Friday, June 28, 2013
June 28 - Terry Fox
On this day in history in 1981, Terry Fox passed away at New Westminster, British Columbia.
Terry Fox was a distance runner and basketball player for his high school and university teams. After a diagnosis of osteosarcoma in 1977, his right leg was amputated. He continued to run using an artificial leg. He went on to play wheelchair basketball in Vancouver, winning three national championships.
Terry Fox is perhaps best known for his humanitarianism and cancer research activism. In 1980, he began a Marathon of Hope, a cross-country run to raise money for cancer research. His hope was to raise one dollar for each of Canada's then-24-million people.
His marathon began on April 12, 1980, when he dipped his right leg in the Atlantic Ocean near St. John's, Newfoundland. He filled two large bottles with ocean water, intending to keep one as a souvenir, and pour the other into the Pacific Ocean upon his arrival at Victoria, British Columbia.
Terry Fox had become a national star by the time he reached Ontario, making public appearances with businessmen, athletes, and politicians in his effort to raise money.
He was forced to end his run outside Thunder Bay when the cancer spread to his lungs. He passed away 9 months later.
Terry Fox, a national hero, is perhaps one of Canada's proudest sons, living forever in history with annual Terry Fox runs, and the many buildings, roads, and parks named in his honour across the country.
Today we remember his great struggles and perseverance, and thank him for everything he gave us.
Here are some interesting things that happened on this day in history:
- Samuel de Champlain explored Iroquois country in 1609, entering the Rivière des Iroquois (Richelieu), paddling upriver and reaching a great lake that would later bear his name.
- The French colony of Guadeloupe was established in the Caribbean in 1635.
- A separate government was established for St.
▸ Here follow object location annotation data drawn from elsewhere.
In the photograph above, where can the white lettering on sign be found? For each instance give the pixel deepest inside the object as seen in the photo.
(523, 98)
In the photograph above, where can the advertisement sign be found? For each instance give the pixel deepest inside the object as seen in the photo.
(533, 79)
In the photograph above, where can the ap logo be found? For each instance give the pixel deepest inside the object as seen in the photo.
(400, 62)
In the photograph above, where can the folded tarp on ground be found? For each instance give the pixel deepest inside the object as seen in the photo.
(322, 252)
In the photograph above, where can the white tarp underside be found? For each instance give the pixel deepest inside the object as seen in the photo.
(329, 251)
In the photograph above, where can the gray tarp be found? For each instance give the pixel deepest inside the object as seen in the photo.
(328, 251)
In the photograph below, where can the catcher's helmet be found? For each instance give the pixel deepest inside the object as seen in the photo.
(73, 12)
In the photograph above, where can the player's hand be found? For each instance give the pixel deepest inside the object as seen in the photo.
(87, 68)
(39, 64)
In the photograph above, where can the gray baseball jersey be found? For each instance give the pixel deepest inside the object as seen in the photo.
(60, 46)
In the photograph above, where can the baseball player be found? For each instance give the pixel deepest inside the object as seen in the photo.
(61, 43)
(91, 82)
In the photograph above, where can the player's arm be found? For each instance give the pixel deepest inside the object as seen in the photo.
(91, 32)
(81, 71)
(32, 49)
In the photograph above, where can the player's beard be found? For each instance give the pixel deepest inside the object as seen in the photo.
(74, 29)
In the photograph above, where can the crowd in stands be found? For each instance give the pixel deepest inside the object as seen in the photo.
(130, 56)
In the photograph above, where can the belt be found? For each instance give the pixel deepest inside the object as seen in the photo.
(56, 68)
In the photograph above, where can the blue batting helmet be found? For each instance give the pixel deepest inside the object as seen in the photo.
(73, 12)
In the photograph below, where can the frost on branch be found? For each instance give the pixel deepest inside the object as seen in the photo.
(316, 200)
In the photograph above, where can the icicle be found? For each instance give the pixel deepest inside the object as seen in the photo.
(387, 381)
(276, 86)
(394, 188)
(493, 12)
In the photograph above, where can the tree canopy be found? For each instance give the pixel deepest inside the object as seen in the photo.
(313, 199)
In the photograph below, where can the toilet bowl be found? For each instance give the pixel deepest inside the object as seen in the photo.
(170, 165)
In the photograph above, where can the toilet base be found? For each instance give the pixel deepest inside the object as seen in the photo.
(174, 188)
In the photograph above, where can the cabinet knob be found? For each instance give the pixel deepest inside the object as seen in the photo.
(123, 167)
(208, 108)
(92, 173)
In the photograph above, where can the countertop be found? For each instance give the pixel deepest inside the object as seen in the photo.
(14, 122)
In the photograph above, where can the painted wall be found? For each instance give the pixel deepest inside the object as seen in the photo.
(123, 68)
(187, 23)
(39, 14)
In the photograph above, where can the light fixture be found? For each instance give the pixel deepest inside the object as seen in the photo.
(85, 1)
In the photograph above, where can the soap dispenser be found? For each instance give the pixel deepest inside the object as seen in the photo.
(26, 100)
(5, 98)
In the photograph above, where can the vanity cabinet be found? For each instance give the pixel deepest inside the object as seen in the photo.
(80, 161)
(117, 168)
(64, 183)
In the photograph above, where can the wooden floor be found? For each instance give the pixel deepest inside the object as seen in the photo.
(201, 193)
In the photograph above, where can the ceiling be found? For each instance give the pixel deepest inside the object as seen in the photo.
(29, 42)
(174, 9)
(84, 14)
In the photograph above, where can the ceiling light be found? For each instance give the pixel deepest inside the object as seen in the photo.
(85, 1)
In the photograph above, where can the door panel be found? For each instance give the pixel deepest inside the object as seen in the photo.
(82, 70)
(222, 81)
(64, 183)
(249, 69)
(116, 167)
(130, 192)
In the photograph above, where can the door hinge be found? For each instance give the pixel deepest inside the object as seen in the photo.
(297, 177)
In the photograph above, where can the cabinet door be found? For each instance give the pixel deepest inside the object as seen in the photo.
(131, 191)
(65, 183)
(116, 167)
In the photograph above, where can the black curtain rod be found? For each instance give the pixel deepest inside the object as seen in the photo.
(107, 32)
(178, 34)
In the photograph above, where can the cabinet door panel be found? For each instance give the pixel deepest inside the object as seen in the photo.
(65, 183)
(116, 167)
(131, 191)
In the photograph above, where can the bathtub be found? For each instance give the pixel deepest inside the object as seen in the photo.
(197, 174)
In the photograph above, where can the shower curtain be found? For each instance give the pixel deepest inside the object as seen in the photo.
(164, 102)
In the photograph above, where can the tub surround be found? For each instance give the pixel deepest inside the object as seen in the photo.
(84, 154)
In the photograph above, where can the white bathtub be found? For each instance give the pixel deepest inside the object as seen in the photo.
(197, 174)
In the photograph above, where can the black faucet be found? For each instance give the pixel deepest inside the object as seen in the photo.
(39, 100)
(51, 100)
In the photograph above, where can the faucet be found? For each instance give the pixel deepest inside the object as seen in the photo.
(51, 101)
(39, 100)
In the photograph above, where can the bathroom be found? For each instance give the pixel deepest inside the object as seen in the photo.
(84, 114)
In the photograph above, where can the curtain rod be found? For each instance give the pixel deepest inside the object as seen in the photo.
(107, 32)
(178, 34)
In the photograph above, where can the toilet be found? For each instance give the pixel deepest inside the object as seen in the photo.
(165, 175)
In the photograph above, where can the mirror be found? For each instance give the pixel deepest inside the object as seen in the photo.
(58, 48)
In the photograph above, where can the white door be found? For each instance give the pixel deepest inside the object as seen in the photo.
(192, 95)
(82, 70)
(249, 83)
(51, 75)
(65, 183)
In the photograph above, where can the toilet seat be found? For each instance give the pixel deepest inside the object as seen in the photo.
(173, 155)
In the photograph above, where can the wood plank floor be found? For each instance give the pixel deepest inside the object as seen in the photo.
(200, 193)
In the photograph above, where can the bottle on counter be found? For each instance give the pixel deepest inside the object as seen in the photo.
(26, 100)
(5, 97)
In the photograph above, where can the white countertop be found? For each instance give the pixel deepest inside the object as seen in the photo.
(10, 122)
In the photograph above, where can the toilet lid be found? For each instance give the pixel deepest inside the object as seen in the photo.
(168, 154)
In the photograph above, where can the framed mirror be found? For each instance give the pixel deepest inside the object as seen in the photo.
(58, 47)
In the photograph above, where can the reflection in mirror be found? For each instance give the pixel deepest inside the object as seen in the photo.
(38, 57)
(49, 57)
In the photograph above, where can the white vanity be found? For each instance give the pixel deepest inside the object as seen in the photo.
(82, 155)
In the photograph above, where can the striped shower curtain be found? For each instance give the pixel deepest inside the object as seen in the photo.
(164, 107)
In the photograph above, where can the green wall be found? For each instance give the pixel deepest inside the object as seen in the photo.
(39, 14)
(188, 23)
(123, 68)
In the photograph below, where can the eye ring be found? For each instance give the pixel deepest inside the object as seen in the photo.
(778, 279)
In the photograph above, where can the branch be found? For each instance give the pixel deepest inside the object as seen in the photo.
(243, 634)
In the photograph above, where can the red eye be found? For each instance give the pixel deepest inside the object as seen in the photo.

John Island in 1769. (It was not named Prince Edward Island until 1799).
- Queen Victoria's coronation occurred in Westminster Abbey, London in 1838.
- Fire struck Saint-Jean, Québec in 1845, jumping from house to house and destroying 1300 homes. In total, more than 18 000 people were left homeless.
- The Saxophone was patented by Antoine Joseph Sax in 1846.
- Franz Ferdinand, Archduke of Austria and his wife Sophie were assassinated in Sarajevo by young Serbian nationalist Gavrilo Princip in 1914, the casus belli of World War I.
- The Treaty of Versailles, the peace settlement imposed on Germany after World War I, was signed near the French capital at Versailles in 1919. It took effect on January 10.
- FDR ordered a federal gold vault be built at Fort Knox Kentucky in 1935.
- North Korean forces captured Seoul, South Korea in the opening phase of the Korean War in 1950.
- Playwright Brad Fraser, who blossomed into an international star with the production of Unidentified Human Remains and the True Nature of Love, was born in Edmonton in 1959.
- UNICEF chose rock group Kansas as ambassadors of goodwill in 1978.
- The Access to Information Act was passed by the House of Commons in 1982. It came into effect in July of 1983. Also in 1982, Prince Charles and Lady Diana gave William his name.
- Federal, Provincial, and First Nations representatives agreed to create a treaty commission to co-ordinate treaty negotiations in British Columbia in 1991, marking a fundamental change in the provincial government's policy toward First Nations.
- Queen Elizabeth II made her 22nd visit to Canada in 2010, visiting 5 cities over 9 days.